The lights didn’t come back on right away.
That room liked to linger. Let the silence sit between your ribs. Let you wonder if it was done with you—or just bored.
Lori kept working the puzzle while the rest of us handled the room’s idea of hospitality. Big things with too many mouths. Dolgrims snapping and laughing like they were in on a joke we weren’t. Some tentacled, blood-drinking nightmare that decided Jeremy—Balgus’ poor, borrowed fae—looked like a juice box. One pull and he was gone. Just… empty. Room didn’t even flinch.
Bowmore and I did what we do. Steel. Song. Lightning. I put holes in things that shouldn’t have holes, and Bowmore’s tune kept my hands steady when the shadows leaned too close. One by one, the monsters dropped—and then, like a bad memory losing its grip, they faded. Dead ones. Living ones. All of it. Like the room had erased its own notes.

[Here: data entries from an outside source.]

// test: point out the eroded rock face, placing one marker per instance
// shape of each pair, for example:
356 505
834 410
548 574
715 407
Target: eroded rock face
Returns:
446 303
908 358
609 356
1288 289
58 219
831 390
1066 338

That’s when the door opened.
Fresh air poured in, cool and real, like the world apologizing. We followed it through a tunnel that felt too clean to trust—and stepped right back where we started. Six Kings Monument. Border of Droaam and Breland. Sharon’s backyard. Same sky. Same stone. Like none of it ever happened.
I lit a smoke and let my legs dangle over the edge. Needed to feel gravity again. Everyone else caught their breath. No one laughed. Not yet.
We went back through the pocket, kept our end of the deal, and introduced Mergrim to MODMOS. He took it better than I expected. Said he’d have his people guard the caves while we slept. Lori sent word to Corvas and Gurack—Day Eight—then baked us into unconsciousness with kindness and exhaustion.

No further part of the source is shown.